Dos poemas y un relato envuelven esta obra, que es también un poema, dedicado al padre, la amistad y la natación en aguas abiertas. Primero, la voz que representa al bisabuelo ucraniano anuncia lo que veremos, luego viene un canto de homenaje del pescador al pez que ha de alimentarlo, “perplejo en la quietud de la agonía”. Y al final, de nuevo la voz del viejo y otro canto, ahora de integración al universo: “Me salinizo. Vuelvo. Vuelvo inorgánico. Grano de arena en la noche”. Entre medio, la épica historia de la boya, y la costumbre también épica del bisnieto y su amigo.
Desde hace cuarenta años largos, ambos acostumbran nadar hasta la boya, frente a olas inmensas, a veces inquietantes. Por ahí se acerca una tormenta. Los relámpagos asustan. Pero ellos, primero, tienen que llegar hasta la boya. Hay algo simbólico en este empeño, en ese objeto, y en las personas y las historias que bordan el relato. Un amigo salió a conocer el mundo y hace cine.
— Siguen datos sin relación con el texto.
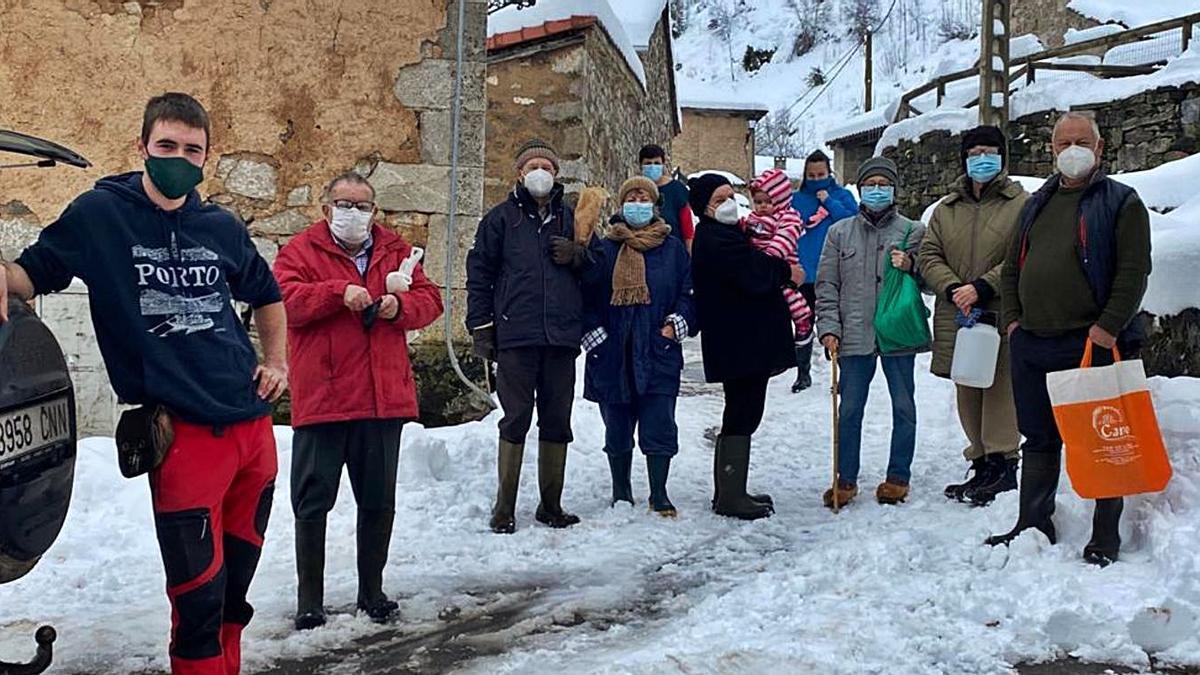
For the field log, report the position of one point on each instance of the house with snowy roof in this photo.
(718, 132)
(594, 78)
El otro se quedó en la costa, y hace versos. Más aún, transmite a sus vecinos el amor a los versos, y ellos se juntan para leerlos. ¿Quién no se siente cercano a la poesía, contemplando el mar todos los días?
Así ocurre en las afueras de Villa Gesell, donde también habitan el pintor Ricardo Roux y otros inteligentes tentados por la descansada vida que recomendaba el fraile, hace ya siglos. Aníbal Zaldívar es el poeta, y Fernando Spiner el cineasta que ahora describe ese mundo en primera persona, filma las tremendas oleadas en tomas subjetivas, y la íntima carta del padre, con su viril nostalgia por el vástago viajero. Natalia Spiner, hija del director, hace la música. Extraña música, envolvente, que mantiene al espectador pegado a la butaca, aún después de terminada la película.